We can’t wait outside for Grandma Williams to come back. She will never come back. The truth is she will probably go away forever sometime during her stay in a nursing home. The truth is I never came back either. I mean I am back but not as the same person I was when I went in. And for some of those reasons we thank the heavens and for others we wish they would go to hell. There are so many like grandma Williams and I. In nursing homes, under psychiatric care. Aging. Dealing with mental illness, dealing with Alzheimer’s or Dementia. There are so many families like ours. Dealing with loved ones who have lost pieces of themselves that may never come back. Wondering how to welcome these new beings into their families. But these are things we are supposed to keep secret. Nobody talks about them. I will talk about them.
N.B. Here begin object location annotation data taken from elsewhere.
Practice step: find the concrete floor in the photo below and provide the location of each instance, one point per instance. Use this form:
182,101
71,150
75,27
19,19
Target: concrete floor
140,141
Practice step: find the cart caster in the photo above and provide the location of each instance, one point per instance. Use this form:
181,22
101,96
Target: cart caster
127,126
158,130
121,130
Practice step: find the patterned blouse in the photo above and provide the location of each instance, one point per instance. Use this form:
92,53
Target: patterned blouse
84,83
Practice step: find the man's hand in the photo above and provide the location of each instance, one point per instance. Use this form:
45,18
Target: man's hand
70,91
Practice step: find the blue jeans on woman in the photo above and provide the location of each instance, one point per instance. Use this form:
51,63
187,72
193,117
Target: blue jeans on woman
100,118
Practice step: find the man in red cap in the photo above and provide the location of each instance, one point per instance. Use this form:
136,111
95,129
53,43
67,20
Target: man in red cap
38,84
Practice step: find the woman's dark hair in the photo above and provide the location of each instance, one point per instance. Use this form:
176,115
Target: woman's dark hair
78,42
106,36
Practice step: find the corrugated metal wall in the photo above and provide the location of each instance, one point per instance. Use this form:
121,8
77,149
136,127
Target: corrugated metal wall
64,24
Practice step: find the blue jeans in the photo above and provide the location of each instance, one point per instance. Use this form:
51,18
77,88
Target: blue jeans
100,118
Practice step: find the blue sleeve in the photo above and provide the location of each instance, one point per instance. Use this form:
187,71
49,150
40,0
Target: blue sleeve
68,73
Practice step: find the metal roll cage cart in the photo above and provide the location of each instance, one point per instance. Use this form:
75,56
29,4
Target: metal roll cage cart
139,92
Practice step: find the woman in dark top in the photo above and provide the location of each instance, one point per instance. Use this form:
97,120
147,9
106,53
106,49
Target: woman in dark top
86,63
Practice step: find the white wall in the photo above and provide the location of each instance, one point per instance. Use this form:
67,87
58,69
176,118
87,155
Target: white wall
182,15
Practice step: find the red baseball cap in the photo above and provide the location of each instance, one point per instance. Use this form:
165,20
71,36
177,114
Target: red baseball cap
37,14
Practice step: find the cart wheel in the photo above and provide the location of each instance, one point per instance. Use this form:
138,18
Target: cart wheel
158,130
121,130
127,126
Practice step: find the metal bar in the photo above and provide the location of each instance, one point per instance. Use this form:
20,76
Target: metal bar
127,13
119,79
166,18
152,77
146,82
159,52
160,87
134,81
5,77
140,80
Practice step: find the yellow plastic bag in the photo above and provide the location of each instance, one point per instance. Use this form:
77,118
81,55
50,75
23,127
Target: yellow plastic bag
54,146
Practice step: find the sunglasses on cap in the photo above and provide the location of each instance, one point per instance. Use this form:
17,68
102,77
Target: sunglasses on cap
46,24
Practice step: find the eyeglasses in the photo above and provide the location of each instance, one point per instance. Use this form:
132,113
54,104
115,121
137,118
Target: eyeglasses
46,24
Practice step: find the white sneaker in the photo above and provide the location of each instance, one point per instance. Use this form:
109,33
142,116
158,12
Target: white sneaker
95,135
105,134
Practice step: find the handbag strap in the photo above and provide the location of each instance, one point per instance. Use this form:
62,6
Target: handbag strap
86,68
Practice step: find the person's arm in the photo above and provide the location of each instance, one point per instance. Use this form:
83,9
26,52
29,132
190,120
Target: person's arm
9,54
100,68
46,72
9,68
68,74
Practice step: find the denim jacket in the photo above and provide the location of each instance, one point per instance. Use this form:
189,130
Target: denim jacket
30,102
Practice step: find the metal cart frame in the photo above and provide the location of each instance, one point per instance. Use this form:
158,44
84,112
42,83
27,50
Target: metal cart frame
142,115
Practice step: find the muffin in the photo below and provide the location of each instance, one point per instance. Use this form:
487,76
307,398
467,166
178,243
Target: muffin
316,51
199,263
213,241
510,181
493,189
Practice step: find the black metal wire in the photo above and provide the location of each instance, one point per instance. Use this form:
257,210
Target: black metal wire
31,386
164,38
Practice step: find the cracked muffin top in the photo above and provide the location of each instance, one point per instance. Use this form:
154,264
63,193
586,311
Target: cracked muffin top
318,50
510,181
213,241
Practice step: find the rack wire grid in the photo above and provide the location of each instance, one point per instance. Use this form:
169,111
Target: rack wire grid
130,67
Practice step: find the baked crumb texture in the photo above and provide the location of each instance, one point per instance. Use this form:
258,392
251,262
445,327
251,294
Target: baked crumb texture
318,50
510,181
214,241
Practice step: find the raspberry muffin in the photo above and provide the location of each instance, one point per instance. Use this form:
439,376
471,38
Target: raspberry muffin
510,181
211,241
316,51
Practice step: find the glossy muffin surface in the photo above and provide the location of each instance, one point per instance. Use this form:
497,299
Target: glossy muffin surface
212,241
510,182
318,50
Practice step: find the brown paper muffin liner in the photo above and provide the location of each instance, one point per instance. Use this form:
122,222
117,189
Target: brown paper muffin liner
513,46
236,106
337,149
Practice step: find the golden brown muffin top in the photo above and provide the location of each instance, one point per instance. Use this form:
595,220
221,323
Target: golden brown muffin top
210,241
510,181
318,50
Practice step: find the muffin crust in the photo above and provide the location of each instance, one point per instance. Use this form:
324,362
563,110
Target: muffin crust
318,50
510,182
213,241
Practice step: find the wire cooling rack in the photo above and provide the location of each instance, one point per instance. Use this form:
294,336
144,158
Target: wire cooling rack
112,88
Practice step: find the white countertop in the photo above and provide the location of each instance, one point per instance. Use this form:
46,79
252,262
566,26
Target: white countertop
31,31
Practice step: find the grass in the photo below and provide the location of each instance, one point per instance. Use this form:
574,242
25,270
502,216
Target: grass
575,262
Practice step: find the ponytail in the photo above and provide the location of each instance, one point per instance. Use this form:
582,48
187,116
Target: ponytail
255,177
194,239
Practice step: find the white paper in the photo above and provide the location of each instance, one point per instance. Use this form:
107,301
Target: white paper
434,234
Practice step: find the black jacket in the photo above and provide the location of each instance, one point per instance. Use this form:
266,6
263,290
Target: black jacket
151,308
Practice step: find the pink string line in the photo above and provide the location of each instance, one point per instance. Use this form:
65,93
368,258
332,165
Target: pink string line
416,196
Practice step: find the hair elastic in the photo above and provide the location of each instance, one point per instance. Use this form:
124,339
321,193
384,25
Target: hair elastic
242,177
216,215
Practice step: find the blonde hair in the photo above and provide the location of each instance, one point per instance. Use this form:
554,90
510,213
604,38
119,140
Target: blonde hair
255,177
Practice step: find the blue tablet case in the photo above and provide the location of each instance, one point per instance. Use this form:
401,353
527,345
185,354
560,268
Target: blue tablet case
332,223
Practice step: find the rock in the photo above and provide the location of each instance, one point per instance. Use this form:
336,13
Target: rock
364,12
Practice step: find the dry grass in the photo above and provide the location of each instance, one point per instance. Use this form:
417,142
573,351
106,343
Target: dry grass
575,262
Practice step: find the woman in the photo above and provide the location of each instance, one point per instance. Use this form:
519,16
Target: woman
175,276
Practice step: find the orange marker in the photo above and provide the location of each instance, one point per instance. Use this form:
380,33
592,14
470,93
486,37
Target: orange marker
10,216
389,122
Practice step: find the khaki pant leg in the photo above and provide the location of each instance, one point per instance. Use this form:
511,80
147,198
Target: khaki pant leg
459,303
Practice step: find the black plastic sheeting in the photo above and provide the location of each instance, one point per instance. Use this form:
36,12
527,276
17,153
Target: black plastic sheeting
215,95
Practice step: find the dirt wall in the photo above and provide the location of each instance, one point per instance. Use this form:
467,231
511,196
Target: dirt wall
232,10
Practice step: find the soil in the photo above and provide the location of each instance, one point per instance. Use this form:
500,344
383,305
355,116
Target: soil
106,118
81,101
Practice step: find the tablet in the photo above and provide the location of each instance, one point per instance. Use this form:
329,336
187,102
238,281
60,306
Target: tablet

A few weeks ago, some of my father’s family came to visit Grandma Williams. They wanted to do a video for her sister Barbara’s 80thbirthday. I remember in the video them asking grandma what she would say to her sister on her 80thbirthday. What would I say to my grandma on her 76thbirthday? I would probably write her a letter, because I’m a writer and that’s what writers do. It would go something like this.
Dear Grandma Williams,
You may not remember why, and that’s okay, but today is a special day. Today is your birthday. Happy Birthday! You are 76 years old. I know you can’t believe that you are that old. I can’t believe that I am 21 years old. So, I can only imagine how you feel. Aging is hard. It comes with giving up many roles and taking on others. Going from child to adult. Going from caretaker to the one who needs care. But seeing the smile on your face today allows me to remember in admiration that despite it all, you can still age gracefully. I have to be honest, I don’t know much about who you were before the nursing home. But, I am willing to get to know who you are now and what little you remember of who you were then. This year, I promise to visit more because I know what it’s like being far from home for so long. I hope this year of your life is a good one. I hope in this year, you can move closer to our house. I hope this year, you can venture out of the nursing home for family celebrations. I hope this year you find joy and happiness. I hope this year we find a way to get you music. Because seeing you bop and clap to whatever we play when we visit warms my heart. Keep on keeping on.